糖尿病の予備軍

 厚生労働省による2016年の国民健康栄養調査の結果が発表されました。ヘモグロビンA1c6.5%以上で糖尿病が強く疑われる有病者は、2012年の前回調査より50万人増えて1千万人に上っています。男性の16.3%、女性の9.3%を占め、男女とも高齢になるほど割合が高い傾向がみられます。一方、ヘモグロビンA1c6.0%以上6.5%未満で、糖尿病の可能性が否定できない予備軍は、1千万人であり、前回より100万人減っています。2008年より始まった特定健康診査(メタボ健診)などによる予防効果が出ていると思われます。

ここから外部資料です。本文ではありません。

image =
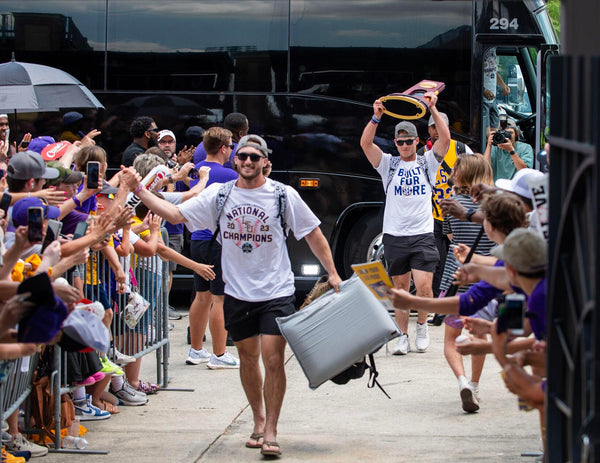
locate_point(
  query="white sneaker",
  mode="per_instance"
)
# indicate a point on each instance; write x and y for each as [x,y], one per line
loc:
[475,387]
[196,357]
[422,338]
[402,346]
[224,361]
[469,399]
[86,411]
[20,444]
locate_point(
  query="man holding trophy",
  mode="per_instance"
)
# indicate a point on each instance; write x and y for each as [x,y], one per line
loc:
[409,244]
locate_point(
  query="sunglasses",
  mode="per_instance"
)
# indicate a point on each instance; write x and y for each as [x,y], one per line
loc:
[253,157]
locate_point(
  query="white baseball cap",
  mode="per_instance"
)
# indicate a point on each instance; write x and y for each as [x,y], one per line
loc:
[164,133]
[518,184]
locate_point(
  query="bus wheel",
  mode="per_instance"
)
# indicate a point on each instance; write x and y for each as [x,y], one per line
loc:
[362,243]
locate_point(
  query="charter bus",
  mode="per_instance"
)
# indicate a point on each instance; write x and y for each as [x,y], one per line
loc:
[305,72]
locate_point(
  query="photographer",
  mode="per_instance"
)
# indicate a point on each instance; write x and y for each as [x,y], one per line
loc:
[505,153]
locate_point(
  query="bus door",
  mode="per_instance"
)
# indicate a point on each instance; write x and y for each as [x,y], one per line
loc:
[508,36]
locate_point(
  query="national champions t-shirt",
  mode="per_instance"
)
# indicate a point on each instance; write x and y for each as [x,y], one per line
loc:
[255,261]
[408,200]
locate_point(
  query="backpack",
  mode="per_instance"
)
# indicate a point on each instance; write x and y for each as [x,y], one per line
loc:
[280,199]
[357,370]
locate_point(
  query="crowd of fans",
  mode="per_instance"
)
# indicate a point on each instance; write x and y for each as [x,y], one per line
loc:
[65,180]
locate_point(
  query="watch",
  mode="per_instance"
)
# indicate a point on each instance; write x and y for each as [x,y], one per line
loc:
[470,213]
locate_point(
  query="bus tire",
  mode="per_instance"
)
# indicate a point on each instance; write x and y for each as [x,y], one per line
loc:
[360,237]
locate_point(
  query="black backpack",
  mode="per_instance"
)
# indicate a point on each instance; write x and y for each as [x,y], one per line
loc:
[357,370]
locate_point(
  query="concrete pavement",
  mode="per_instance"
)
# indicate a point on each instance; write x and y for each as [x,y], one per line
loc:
[423,421]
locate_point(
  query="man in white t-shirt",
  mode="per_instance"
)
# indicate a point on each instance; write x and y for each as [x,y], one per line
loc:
[259,283]
[408,240]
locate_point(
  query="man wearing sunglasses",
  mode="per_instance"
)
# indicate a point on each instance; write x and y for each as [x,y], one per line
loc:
[259,283]
[218,145]
[144,133]
[409,243]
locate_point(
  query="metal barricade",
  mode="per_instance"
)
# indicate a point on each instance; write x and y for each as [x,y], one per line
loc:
[16,385]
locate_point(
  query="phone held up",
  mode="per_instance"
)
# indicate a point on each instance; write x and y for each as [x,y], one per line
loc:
[93,173]
[52,233]
[511,314]
[80,230]
[5,202]
[35,223]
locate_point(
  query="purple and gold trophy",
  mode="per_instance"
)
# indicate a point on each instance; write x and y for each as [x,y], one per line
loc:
[412,104]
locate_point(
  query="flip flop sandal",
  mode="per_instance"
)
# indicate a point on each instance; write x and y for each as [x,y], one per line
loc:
[147,388]
[274,451]
[255,436]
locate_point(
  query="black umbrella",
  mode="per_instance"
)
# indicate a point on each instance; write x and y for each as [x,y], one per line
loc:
[32,88]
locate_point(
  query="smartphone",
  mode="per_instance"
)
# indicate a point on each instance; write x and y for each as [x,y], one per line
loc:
[93,172]
[511,314]
[35,222]
[40,288]
[80,230]
[52,232]
[5,202]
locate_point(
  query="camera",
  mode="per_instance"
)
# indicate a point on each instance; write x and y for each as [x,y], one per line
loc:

 高齢になってインスリンの分泌も少なくなることなどから、予備軍の症状が悪化し、有病者が増えたと考えられます。高齢化が進み、今後も患者数の増加が予想されます。糖尿病は放置すると、網膜症や腎症などの合併症のほか、脳梗塞や心筋梗塞などの原因にもなります。しかし、今回の調査では、有病者のうち23.4%は、治療を受けていませんでした。糖尿病を予防するには、不必要な間食をしない、野菜を多くとるなどバランス良い食事を心がけ、体を動かすことが重要です。